- Education: B.S. – Gannon College, 1998 – 2002; M.S. – University of North Carolina, Charlotte, 2002–2004; Ph.D. – Indiana University Bloomington, 2006 – 2009; Postdoctoral Fellow – Harvard University, 2010 – 2012;
- Awards: Alfred P. Sloan Fellowship; 2014 NSF CAREER award; 2015 Camille and Henry Dreyfus Teacher-Scholar;
- Scientific career
- Fields: Synthetic Inorganic and Organometallic Chemistry
- Workplaces: Texas A&M University, University of Illinois Urbana-Champaign
- Thesis: (2009)
- Doctoral advisor: Daniel J. Mindiola
- Other academic advisors: Daniel Rabinowich (M.S.); Theodore Betley (Post-Doc);
- Website: foutgroup.squarespace.com

= Alison R. Fout =

American inorganic chemist

Alison R. Fout is an American inorganic chemist at the Texas A&M University where she holds the rank of professor.
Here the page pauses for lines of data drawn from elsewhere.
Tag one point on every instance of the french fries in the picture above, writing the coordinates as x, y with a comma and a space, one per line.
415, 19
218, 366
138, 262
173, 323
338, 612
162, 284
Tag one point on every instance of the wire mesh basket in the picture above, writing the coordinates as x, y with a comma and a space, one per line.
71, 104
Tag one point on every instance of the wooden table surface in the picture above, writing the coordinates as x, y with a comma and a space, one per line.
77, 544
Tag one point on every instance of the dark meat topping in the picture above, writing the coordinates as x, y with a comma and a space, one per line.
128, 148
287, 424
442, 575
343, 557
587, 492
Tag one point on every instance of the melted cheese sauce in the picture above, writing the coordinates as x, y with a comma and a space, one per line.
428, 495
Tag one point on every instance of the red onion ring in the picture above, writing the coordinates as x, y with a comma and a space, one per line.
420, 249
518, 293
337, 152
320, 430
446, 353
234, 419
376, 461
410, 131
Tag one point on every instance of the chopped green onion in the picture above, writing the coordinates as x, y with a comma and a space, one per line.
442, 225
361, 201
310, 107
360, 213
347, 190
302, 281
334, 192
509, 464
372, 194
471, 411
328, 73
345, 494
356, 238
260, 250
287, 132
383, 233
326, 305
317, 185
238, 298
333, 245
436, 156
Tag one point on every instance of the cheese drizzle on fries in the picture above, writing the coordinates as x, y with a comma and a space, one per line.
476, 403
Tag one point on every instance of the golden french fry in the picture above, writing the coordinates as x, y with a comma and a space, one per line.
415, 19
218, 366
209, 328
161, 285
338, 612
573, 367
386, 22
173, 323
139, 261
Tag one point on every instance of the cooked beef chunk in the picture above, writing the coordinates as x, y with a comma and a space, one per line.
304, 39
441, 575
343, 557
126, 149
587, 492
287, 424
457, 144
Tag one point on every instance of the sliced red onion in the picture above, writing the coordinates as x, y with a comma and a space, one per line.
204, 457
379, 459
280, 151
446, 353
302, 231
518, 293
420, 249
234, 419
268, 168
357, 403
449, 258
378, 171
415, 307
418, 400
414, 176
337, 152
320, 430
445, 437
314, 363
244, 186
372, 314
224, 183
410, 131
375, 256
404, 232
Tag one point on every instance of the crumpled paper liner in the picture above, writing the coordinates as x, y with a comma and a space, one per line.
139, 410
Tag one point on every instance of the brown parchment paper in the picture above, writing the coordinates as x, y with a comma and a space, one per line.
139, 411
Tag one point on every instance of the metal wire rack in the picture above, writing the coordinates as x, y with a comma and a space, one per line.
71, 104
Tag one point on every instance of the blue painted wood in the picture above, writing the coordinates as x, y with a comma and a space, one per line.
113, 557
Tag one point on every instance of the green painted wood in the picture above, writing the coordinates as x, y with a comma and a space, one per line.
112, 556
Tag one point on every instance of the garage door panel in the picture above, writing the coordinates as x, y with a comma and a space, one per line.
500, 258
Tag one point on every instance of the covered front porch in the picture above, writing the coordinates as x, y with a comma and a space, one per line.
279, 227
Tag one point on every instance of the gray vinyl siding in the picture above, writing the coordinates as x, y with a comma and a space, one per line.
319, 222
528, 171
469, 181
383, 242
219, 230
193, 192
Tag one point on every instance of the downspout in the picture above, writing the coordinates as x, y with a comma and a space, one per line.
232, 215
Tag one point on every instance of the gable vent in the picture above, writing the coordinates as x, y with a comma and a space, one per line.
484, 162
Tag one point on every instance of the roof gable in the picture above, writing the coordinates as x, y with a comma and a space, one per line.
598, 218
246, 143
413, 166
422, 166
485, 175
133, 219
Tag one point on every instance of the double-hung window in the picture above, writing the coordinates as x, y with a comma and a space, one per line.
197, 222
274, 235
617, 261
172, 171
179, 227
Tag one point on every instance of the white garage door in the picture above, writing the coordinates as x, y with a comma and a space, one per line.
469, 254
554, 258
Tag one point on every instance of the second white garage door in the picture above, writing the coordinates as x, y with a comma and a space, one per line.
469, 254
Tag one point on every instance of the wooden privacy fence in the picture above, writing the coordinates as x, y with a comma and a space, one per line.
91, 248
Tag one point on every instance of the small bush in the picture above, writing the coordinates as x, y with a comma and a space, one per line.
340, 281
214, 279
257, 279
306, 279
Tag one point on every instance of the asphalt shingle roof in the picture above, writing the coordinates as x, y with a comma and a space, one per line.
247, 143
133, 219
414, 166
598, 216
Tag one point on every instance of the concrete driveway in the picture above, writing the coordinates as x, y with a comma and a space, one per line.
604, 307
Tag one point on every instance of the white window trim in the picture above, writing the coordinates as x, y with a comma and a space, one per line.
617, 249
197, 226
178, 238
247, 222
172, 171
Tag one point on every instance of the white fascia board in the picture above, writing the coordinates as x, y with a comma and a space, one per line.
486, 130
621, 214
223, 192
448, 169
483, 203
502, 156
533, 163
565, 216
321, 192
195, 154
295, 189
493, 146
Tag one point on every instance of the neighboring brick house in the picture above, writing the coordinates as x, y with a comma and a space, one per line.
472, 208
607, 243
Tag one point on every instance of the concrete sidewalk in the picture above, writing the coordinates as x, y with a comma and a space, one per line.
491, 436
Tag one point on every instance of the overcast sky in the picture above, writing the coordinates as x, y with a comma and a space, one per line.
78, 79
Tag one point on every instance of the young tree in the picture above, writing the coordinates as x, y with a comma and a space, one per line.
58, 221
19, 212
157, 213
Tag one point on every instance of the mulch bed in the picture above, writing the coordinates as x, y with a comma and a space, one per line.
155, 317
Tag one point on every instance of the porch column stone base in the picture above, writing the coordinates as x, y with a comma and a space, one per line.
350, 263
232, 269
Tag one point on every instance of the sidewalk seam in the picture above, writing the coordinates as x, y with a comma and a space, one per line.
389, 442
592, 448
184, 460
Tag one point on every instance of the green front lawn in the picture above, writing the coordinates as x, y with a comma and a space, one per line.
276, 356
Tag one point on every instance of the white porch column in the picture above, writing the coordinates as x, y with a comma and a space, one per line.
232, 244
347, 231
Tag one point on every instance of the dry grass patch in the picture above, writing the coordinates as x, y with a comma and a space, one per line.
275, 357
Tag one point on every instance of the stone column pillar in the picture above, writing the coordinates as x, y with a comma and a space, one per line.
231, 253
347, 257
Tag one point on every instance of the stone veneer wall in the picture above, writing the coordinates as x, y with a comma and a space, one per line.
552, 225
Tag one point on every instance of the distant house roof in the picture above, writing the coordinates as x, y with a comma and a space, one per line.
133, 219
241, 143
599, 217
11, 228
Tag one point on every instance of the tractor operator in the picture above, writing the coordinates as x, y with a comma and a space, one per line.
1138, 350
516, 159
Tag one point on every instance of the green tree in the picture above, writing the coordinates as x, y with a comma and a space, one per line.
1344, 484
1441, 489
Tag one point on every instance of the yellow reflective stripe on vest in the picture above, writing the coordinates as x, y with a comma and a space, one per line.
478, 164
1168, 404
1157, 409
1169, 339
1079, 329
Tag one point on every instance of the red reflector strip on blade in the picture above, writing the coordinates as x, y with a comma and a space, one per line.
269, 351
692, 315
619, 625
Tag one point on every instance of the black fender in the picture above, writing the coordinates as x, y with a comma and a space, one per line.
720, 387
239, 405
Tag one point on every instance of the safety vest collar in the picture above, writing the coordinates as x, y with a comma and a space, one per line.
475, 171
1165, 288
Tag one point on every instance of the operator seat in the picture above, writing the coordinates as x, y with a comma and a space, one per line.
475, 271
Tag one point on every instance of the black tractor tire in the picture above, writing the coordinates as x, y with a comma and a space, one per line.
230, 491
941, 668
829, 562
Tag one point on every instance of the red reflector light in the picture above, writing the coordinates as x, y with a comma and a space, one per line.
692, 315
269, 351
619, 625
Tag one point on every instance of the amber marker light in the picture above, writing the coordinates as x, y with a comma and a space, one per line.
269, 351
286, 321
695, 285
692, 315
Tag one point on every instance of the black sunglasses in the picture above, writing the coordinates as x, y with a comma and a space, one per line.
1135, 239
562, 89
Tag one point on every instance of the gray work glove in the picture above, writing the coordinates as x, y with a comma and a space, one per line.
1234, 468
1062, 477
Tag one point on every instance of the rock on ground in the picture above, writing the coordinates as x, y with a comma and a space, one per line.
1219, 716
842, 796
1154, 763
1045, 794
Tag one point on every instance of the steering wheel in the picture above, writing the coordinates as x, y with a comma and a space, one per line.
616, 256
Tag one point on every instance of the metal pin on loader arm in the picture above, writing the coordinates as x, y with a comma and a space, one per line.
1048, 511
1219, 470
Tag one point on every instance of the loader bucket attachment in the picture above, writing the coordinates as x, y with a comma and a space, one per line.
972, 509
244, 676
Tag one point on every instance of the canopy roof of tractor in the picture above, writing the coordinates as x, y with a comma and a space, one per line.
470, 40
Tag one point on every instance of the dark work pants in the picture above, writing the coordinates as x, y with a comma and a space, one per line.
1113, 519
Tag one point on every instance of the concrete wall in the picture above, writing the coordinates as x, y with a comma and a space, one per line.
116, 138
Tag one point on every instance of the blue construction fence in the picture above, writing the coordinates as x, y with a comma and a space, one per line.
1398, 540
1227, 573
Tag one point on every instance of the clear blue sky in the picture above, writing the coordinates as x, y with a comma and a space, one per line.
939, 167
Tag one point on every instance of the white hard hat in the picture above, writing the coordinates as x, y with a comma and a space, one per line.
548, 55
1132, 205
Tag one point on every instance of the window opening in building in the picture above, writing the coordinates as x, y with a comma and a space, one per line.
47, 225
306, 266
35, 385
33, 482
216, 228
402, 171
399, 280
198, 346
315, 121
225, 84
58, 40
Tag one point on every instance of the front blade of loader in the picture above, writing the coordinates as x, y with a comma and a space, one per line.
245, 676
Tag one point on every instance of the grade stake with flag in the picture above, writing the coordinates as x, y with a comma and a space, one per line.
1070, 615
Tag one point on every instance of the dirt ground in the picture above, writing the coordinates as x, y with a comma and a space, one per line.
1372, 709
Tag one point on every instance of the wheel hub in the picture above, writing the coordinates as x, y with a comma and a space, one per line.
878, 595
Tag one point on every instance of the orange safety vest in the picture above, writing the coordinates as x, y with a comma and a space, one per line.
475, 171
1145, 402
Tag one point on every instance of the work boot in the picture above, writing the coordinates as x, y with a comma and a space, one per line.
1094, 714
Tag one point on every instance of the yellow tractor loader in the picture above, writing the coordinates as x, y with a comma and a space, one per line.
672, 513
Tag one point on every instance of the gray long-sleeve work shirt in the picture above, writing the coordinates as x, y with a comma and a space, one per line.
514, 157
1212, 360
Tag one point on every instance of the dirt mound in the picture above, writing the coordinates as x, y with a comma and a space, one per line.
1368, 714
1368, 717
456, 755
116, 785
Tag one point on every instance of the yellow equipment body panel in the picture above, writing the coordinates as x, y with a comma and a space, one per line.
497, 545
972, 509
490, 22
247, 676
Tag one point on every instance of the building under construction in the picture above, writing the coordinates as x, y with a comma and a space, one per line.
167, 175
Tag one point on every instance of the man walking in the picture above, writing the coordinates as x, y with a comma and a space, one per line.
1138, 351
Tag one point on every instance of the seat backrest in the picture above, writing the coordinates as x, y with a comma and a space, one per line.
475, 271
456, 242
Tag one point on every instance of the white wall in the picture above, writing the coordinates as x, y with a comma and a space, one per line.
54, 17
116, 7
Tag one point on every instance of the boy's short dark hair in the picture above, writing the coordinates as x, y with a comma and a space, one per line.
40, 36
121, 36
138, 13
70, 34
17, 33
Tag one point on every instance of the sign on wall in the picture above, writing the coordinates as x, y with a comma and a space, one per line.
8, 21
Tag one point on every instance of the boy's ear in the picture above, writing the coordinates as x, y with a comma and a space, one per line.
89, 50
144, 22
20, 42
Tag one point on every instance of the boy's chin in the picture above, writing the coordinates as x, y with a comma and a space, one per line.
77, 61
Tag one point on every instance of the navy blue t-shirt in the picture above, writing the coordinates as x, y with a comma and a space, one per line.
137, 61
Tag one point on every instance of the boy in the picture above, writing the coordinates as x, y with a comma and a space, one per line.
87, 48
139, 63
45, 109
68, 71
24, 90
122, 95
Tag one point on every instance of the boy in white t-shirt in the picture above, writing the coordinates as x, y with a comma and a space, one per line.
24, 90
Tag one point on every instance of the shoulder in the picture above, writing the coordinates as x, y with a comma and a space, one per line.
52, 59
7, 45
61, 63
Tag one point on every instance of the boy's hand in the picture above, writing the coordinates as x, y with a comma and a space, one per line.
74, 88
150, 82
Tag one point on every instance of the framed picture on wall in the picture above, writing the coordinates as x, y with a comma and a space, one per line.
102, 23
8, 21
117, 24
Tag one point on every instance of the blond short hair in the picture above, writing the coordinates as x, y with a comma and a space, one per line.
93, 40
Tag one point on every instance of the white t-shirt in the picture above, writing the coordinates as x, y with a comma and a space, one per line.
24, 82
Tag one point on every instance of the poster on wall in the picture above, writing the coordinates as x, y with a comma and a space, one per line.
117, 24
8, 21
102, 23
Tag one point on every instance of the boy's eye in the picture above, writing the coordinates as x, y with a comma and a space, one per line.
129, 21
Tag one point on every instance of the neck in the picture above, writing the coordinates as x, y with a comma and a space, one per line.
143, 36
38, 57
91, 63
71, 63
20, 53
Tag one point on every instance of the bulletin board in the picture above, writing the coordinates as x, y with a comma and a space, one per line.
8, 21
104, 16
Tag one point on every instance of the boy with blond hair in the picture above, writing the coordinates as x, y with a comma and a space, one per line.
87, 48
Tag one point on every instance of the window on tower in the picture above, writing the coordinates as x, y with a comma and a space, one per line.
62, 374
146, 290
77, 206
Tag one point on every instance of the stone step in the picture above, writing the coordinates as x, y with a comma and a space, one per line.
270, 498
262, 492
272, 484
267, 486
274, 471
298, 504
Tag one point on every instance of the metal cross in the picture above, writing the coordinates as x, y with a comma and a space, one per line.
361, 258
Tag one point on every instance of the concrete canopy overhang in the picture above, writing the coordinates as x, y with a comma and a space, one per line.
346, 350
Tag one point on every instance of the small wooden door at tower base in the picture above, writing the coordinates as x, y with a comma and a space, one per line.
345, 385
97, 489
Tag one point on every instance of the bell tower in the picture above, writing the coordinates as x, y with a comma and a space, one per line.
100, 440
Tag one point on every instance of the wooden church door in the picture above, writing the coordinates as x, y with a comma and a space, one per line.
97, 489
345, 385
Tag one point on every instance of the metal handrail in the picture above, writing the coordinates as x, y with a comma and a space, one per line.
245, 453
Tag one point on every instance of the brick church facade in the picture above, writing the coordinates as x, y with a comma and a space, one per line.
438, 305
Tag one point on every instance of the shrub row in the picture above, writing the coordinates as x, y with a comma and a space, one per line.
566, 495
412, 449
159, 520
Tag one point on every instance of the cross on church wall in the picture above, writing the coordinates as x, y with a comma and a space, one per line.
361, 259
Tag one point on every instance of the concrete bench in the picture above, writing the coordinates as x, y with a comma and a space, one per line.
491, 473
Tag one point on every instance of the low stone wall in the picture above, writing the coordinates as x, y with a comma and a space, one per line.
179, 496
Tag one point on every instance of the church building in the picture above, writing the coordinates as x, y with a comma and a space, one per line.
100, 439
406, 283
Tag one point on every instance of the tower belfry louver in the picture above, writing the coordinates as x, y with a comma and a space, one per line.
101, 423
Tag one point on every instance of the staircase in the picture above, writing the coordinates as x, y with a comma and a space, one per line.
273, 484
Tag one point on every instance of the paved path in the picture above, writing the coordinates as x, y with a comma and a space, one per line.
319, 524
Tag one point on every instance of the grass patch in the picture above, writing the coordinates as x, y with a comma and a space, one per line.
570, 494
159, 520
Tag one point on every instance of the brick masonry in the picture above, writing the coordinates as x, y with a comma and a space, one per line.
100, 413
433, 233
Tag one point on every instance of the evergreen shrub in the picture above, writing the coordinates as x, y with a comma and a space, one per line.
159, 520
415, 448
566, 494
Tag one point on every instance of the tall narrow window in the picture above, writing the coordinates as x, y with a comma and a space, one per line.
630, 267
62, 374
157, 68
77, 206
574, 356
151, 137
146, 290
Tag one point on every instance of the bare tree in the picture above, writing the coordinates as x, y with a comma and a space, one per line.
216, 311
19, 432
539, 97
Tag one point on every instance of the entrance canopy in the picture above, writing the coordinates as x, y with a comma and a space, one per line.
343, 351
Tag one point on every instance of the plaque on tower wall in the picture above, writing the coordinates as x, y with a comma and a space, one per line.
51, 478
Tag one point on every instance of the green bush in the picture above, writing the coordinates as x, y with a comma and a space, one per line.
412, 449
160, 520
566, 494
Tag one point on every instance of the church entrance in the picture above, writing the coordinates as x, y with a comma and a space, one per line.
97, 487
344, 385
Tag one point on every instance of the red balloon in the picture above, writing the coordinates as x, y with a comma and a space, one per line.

She has contributed to the discovery of new catalysts with NHC ligands. She discovered a family of catalysts that reduce oxyanions such as nitrate, perchlorate to nitric oxide and chloride, respectively.

==Recognition==
As an independent investigator, she received the following recognition:
- 2017 Camille and Henry Dreyfus Teacher Scholar Award
- 2016–2021 U. S. Department of Energy Early Career Research Program
- 2015 Marion Milligan Mason Award for Women in the Chemical Sciences, AAAS
- 2015 Sloan Research Fellowship
- 2014 National Science Foundation CAREER Awards

She also was recognized from scientific journals. In 2016, she received recognition as New Talent Americas from Dalton Transactions. That same year, the American Chemical Society awarded her as an Emerging Investigator in Bioinorganic Chemistry. In 2019 she received the Thieme Chemistry Journals Award. In 2017 she presented the Dalton Lectures at the University of California, Berkeley. At the 2018 Metals in Biology Gordon Conference, she received the Ed Stiefel Young Investigator Award.